According to an anonymous political scientist still working in Russia, a kind of ‘protest subculture’ has survived in Russian universities. Rejecting self-censorship, students continue to discuss recent political events, exchange perspectives from independent media and establish informal discussion groups on feminism and philosophy. Meanwhile, educators quietly subvert official curricula in the classroom. As documented by the University Platform, a session officially devoted to the "reunification of Crimea with Russia" may instead become a lecture on the peninsula’s physical geography, while the textbook for Foundations of Russian Statehood is sometimes read aloud for the sole purpose of exposing it to ridicule.
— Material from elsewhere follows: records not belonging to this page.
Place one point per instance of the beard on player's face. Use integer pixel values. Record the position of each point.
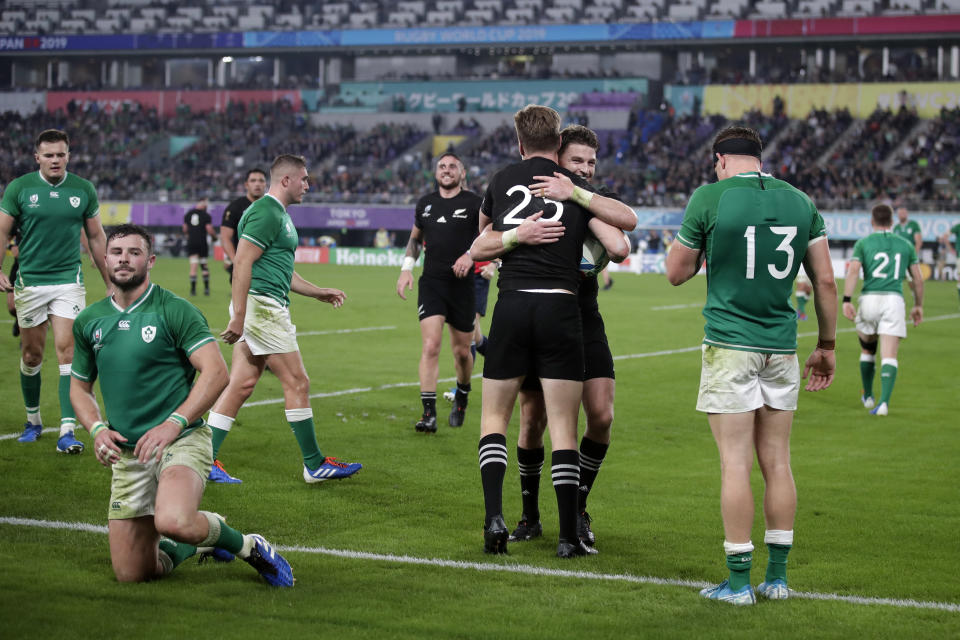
(133, 279)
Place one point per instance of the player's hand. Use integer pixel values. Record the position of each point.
(820, 367)
(463, 266)
(404, 282)
(556, 187)
(234, 330)
(533, 230)
(332, 296)
(106, 446)
(488, 270)
(153, 442)
(916, 314)
(849, 311)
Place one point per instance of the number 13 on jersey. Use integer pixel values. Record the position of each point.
(770, 257)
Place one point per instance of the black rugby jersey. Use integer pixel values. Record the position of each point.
(508, 201)
(448, 227)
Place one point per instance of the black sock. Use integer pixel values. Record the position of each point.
(429, 400)
(591, 457)
(565, 471)
(461, 394)
(492, 452)
(530, 462)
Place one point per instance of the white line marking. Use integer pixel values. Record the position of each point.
(519, 568)
(11, 436)
(651, 354)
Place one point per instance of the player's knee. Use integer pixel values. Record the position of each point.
(599, 421)
(174, 524)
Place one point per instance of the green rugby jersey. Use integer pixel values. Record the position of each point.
(755, 230)
(50, 217)
(886, 258)
(906, 231)
(267, 224)
(141, 354)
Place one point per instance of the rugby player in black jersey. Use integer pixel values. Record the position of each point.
(255, 185)
(578, 154)
(446, 223)
(536, 320)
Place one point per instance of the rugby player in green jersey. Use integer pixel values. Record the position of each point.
(755, 231)
(50, 206)
(147, 346)
(886, 258)
(909, 230)
(260, 325)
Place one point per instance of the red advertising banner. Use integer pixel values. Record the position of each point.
(166, 102)
(874, 25)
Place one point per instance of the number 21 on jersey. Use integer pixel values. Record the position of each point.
(787, 234)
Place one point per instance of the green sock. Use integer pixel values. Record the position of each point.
(176, 551)
(306, 437)
(30, 385)
(888, 376)
(66, 408)
(777, 566)
(868, 367)
(739, 565)
(222, 535)
(219, 435)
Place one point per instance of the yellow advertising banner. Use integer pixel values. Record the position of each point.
(442, 143)
(861, 99)
(114, 213)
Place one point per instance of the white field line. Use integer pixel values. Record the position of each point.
(519, 569)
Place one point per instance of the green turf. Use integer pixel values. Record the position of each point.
(878, 505)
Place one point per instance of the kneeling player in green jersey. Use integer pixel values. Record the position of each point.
(886, 258)
(146, 345)
(50, 207)
(260, 326)
(755, 232)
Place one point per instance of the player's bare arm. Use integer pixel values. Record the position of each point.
(213, 377)
(414, 246)
(6, 226)
(226, 240)
(821, 364)
(682, 263)
(303, 287)
(560, 187)
(106, 443)
(916, 285)
(492, 244)
(97, 241)
(849, 286)
(613, 239)
(247, 254)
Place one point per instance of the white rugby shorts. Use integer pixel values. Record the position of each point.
(733, 381)
(36, 304)
(267, 327)
(881, 314)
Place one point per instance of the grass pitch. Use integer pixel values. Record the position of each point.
(877, 520)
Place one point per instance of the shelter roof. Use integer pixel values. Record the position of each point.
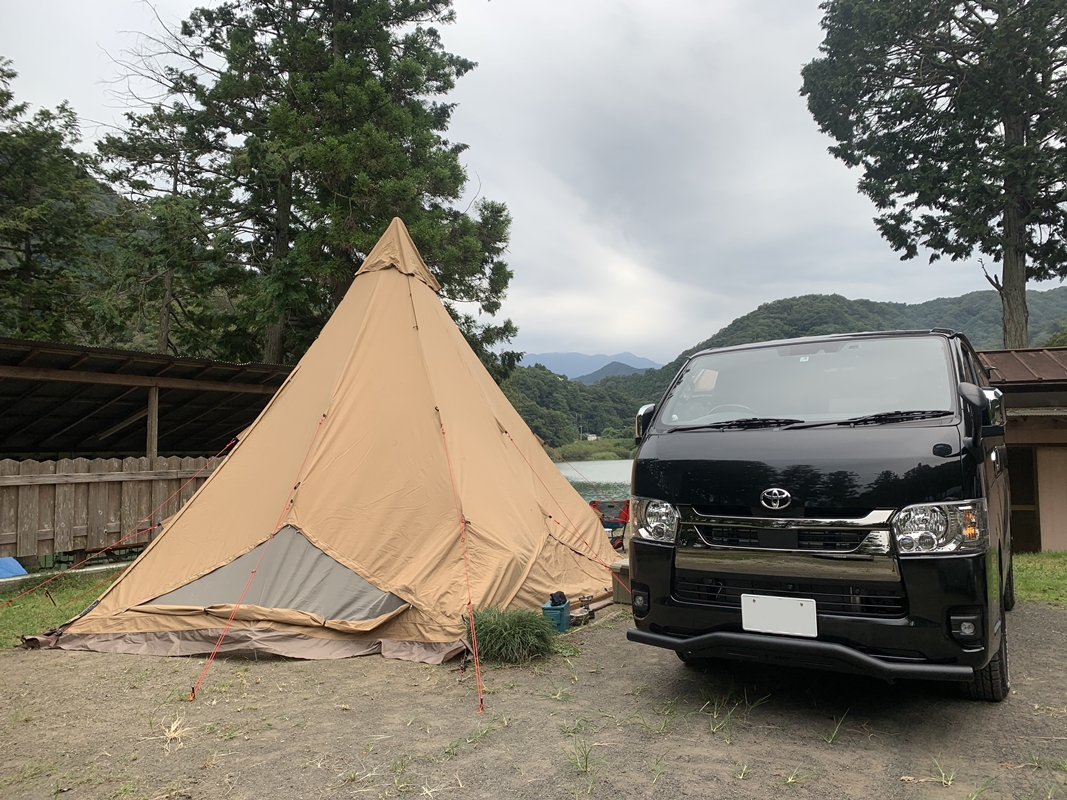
(1025, 366)
(61, 399)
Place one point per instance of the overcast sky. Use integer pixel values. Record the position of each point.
(662, 169)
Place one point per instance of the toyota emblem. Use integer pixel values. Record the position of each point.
(775, 498)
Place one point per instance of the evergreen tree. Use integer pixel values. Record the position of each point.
(48, 227)
(323, 123)
(957, 114)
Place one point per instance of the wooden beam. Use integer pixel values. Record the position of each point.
(153, 443)
(69, 376)
(156, 475)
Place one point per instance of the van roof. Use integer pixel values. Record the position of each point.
(944, 332)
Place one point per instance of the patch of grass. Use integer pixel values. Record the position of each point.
(515, 636)
(944, 777)
(580, 756)
(37, 612)
(1041, 576)
(838, 721)
(795, 777)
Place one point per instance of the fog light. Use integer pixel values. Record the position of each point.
(639, 600)
(966, 625)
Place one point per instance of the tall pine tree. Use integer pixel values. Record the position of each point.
(324, 122)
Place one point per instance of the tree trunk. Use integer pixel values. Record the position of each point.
(273, 339)
(1013, 289)
(164, 313)
(1014, 283)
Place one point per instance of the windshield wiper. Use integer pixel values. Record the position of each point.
(885, 417)
(744, 424)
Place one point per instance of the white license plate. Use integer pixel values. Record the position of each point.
(790, 616)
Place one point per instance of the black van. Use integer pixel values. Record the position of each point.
(837, 502)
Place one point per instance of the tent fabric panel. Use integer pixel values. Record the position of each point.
(241, 500)
(396, 250)
(280, 643)
(500, 468)
(387, 477)
(293, 574)
(394, 433)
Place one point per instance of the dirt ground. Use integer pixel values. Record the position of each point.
(614, 719)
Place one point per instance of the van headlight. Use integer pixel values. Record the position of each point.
(941, 527)
(654, 520)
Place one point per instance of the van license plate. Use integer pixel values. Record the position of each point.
(790, 616)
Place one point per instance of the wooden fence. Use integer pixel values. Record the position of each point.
(76, 505)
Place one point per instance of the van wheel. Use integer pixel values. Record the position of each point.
(992, 682)
(1009, 588)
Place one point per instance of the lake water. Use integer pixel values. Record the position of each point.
(599, 480)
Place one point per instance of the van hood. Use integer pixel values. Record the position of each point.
(828, 472)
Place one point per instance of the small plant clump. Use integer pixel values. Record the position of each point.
(515, 636)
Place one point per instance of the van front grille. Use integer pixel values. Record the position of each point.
(792, 539)
(844, 598)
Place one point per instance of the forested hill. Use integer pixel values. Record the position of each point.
(556, 408)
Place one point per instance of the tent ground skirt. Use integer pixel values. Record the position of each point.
(268, 641)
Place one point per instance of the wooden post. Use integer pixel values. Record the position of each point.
(153, 421)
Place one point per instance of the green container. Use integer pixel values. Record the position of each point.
(560, 616)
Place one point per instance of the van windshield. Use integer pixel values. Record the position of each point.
(814, 382)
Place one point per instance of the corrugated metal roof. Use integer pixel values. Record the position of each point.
(93, 401)
(1044, 412)
(1030, 365)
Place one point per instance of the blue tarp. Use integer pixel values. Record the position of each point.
(10, 568)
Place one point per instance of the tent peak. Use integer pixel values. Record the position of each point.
(397, 251)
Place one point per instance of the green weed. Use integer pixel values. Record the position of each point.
(838, 721)
(515, 636)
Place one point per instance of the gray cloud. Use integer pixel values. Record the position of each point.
(662, 168)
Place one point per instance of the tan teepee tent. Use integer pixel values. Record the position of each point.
(401, 449)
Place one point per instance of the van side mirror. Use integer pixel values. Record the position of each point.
(642, 421)
(973, 396)
(994, 416)
(976, 402)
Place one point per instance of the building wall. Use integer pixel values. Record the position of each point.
(1052, 496)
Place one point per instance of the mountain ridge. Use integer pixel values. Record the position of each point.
(574, 365)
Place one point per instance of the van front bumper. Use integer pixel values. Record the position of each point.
(805, 653)
(913, 640)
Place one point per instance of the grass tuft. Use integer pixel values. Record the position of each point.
(37, 611)
(1041, 576)
(516, 636)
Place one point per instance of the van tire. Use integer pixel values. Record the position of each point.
(992, 682)
(1009, 587)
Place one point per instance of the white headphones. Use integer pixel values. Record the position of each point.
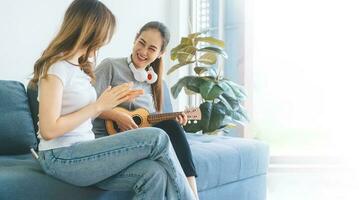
(142, 75)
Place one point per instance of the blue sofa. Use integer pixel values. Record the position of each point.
(228, 167)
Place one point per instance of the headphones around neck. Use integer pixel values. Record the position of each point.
(142, 75)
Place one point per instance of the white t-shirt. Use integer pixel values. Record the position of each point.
(78, 92)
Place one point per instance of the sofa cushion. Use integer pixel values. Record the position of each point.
(17, 133)
(21, 177)
(221, 160)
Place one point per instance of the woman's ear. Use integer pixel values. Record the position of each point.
(137, 35)
(161, 54)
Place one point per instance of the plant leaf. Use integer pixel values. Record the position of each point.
(208, 58)
(228, 90)
(186, 54)
(190, 82)
(175, 50)
(194, 35)
(211, 40)
(209, 89)
(213, 115)
(237, 89)
(186, 41)
(179, 65)
(214, 50)
(201, 70)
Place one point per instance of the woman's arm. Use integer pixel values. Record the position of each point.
(53, 125)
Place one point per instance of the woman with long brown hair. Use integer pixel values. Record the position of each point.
(144, 67)
(142, 161)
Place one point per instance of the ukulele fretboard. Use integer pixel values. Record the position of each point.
(161, 117)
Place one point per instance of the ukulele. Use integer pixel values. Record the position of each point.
(143, 118)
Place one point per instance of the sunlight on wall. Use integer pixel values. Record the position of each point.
(305, 67)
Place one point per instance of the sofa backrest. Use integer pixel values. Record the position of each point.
(17, 133)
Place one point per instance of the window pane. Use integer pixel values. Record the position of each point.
(305, 70)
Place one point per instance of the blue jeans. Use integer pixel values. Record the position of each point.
(142, 160)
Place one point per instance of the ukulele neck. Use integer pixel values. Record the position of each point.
(153, 119)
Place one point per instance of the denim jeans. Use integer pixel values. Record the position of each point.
(142, 160)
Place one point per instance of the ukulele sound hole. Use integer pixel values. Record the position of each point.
(116, 128)
(137, 119)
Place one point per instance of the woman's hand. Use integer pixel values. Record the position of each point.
(125, 122)
(112, 97)
(182, 119)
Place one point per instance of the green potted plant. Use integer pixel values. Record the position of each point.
(221, 98)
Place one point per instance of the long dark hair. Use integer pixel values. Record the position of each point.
(157, 64)
(88, 24)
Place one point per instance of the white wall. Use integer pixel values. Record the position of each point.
(28, 26)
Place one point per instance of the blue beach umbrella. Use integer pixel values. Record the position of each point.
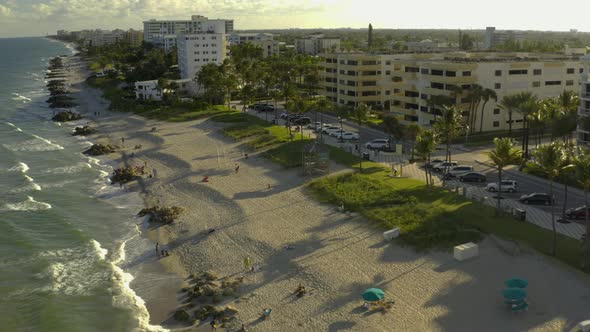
(373, 294)
(516, 283)
(514, 294)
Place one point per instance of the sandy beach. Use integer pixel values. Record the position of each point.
(262, 208)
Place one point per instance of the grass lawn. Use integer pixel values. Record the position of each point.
(125, 101)
(432, 217)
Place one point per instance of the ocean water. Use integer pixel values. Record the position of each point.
(69, 240)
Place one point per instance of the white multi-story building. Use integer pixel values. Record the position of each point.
(197, 50)
(584, 111)
(316, 44)
(163, 33)
(495, 38)
(404, 84)
(265, 41)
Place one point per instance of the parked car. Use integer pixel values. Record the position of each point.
(346, 136)
(302, 121)
(337, 133)
(472, 177)
(328, 130)
(536, 198)
(460, 170)
(444, 166)
(507, 186)
(378, 144)
(433, 162)
(314, 126)
(576, 213)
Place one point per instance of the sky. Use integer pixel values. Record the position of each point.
(20, 18)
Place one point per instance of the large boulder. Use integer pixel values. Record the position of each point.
(99, 149)
(66, 116)
(84, 131)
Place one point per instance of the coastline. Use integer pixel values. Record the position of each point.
(159, 304)
(334, 255)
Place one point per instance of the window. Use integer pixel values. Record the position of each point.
(518, 72)
(552, 83)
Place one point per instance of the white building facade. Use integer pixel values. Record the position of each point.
(584, 110)
(163, 33)
(316, 44)
(197, 50)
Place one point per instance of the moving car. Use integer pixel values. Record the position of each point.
(444, 166)
(507, 186)
(328, 130)
(433, 162)
(472, 177)
(348, 136)
(460, 170)
(536, 198)
(378, 144)
(576, 213)
(302, 121)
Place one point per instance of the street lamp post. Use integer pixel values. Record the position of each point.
(340, 139)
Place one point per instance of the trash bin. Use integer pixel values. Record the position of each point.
(520, 214)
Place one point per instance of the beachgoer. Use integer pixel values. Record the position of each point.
(247, 263)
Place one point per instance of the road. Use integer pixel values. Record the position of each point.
(477, 158)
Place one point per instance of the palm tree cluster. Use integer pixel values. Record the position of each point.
(250, 76)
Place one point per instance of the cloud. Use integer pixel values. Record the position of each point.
(5, 11)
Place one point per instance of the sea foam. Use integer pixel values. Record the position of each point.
(20, 167)
(38, 143)
(28, 205)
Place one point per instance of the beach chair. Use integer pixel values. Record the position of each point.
(519, 307)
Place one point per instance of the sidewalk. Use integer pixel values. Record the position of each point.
(533, 215)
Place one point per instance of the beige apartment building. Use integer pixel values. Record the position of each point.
(404, 83)
(584, 110)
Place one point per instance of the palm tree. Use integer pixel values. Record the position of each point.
(411, 133)
(322, 104)
(359, 114)
(509, 103)
(503, 155)
(426, 142)
(552, 160)
(392, 127)
(448, 126)
(582, 164)
(527, 105)
(486, 95)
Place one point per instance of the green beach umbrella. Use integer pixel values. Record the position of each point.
(514, 294)
(516, 283)
(373, 294)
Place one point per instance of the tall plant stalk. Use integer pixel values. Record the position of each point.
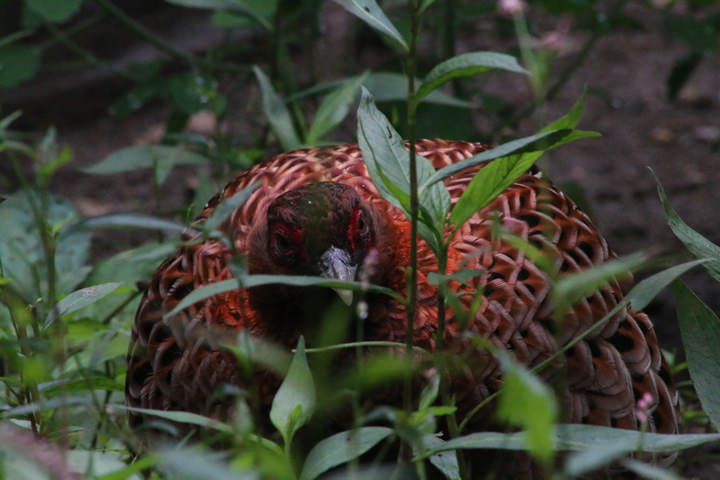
(412, 273)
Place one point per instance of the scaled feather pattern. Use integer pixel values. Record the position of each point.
(316, 212)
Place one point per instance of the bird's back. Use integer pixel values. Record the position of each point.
(174, 364)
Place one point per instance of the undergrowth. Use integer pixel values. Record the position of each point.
(65, 319)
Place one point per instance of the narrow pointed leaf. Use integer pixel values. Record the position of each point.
(277, 113)
(341, 448)
(647, 289)
(388, 164)
(84, 297)
(369, 12)
(294, 402)
(490, 182)
(696, 243)
(334, 108)
(526, 402)
(145, 156)
(700, 331)
(466, 65)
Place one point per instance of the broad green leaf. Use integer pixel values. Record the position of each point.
(334, 108)
(215, 288)
(54, 10)
(21, 249)
(369, 12)
(163, 157)
(571, 119)
(571, 288)
(388, 87)
(643, 293)
(18, 63)
(466, 65)
(294, 402)
(445, 461)
(84, 297)
(425, 5)
(277, 113)
(388, 164)
(697, 244)
(341, 448)
(261, 11)
(130, 220)
(526, 402)
(490, 182)
(700, 331)
(180, 417)
(227, 206)
(520, 145)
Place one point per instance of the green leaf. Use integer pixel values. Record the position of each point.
(445, 461)
(490, 182)
(180, 417)
(388, 164)
(84, 297)
(341, 448)
(571, 119)
(54, 10)
(700, 331)
(643, 293)
(294, 402)
(161, 157)
(425, 5)
(646, 470)
(193, 464)
(21, 248)
(577, 437)
(697, 244)
(369, 12)
(277, 113)
(569, 289)
(261, 11)
(334, 108)
(526, 144)
(592, 459)
(17, 64)
(525, 401)
(130, 220)
(215, 288)
(466, 65)
(227, 206)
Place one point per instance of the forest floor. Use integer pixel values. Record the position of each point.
(679, 140)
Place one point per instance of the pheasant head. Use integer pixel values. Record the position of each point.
(320, 229)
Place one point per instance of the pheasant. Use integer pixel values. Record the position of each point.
(316, 212)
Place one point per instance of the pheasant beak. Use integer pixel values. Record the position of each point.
(336, 264)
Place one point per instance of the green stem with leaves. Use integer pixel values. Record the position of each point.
(412, 273)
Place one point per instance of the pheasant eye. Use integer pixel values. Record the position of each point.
(285, 241)
(359, 231)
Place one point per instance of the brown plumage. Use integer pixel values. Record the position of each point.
(289, 224)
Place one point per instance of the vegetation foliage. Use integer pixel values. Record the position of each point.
(65, 318)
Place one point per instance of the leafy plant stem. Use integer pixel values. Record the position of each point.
(412, 272)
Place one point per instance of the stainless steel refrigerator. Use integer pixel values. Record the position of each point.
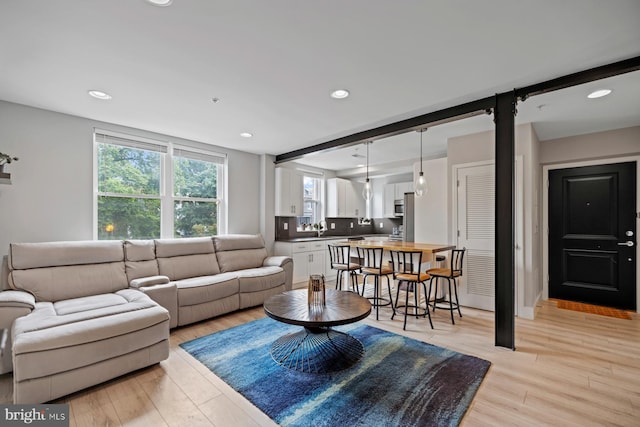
(409, 218)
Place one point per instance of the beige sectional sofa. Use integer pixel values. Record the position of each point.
(84, 312)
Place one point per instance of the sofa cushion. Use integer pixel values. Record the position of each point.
(184, 258)
(166, 248)
(139, 250)
(74, 281)
(24, 256)
(140, 259)
(260, 279)
(238, 252)
(95, 322)
(55, 271)
(202, 289)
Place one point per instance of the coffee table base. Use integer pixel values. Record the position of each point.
(317, 350)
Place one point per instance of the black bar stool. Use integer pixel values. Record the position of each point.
(406, 270)
(451, 274)
(339, 256)
(371, 264)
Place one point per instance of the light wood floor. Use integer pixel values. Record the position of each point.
(569, 369)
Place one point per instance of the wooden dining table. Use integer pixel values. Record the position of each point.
(428, 249)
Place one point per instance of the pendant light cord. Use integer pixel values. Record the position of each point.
(421, 132)
(367, 143)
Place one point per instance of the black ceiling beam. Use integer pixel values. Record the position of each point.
(581, 77)
(468, 109)
(441, 116)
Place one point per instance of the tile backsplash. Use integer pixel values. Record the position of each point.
(341, 227)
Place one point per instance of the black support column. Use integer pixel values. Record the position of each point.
(504, 117)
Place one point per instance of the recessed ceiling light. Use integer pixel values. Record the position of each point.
(161, 3)
(340, 94)
(99, 94)
(599, 93)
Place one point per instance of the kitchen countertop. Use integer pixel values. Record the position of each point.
(316, 238)
(427, 248)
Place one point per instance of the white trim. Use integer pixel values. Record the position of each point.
(545, 214)
(145, 142)
(520, 309)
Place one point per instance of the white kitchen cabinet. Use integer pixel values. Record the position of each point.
(389, 199)
(289, 192)
(308, 258)
(344, 199)
(393, 192)
(401, 188)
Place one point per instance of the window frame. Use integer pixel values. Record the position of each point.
(168, 151)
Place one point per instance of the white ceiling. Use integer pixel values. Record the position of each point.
(273, 64)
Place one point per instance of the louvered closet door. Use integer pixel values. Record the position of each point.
(476, 232)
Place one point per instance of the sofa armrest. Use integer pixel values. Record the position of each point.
(287, 265)
(13, 304)
(18, 299)
(149, 281)
(276, 261)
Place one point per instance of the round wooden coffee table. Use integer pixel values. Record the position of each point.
(317, 348)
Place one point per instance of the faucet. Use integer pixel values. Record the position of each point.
(322, 227)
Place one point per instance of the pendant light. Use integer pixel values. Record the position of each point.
(367, 192)
(420, 186)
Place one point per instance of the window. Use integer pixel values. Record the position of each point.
(312, 188)
(195, 194)
(131, 176)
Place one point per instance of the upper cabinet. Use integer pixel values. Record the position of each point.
(344, 199)
(401, 188)
(393, 192)
(289, 192)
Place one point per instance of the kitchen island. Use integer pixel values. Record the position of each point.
(428, 249)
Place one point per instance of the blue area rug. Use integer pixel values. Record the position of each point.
(398, 382)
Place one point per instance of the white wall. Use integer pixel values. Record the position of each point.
(51, 196)
(431, 222)
(481, 147)
(600, 145)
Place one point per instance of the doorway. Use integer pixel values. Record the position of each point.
(592, 234)
(474, 226)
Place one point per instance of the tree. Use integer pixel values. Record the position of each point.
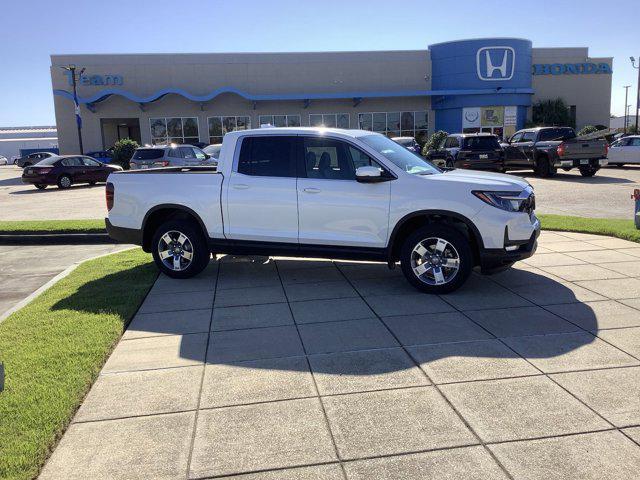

Collective actions occasionally surface openly. One notable example is the student campaign against the establishment of the Higher Political School at the Russian State University for the Humanities (RGGU). Named after Ivan Ilyin, a twentieth-century fascist philosopher frequently cited by Vladimir Putin, and headed by the far-right ideologue Alexander Dugin, the school quickly became the target of student protests. Although the campaign could not prevent its creation, it led to the emergence of the Student Antifascist Front, a multi-campus left-wing movement dedicated to opposing the resurgence of the far right in higher education and defending students' rights.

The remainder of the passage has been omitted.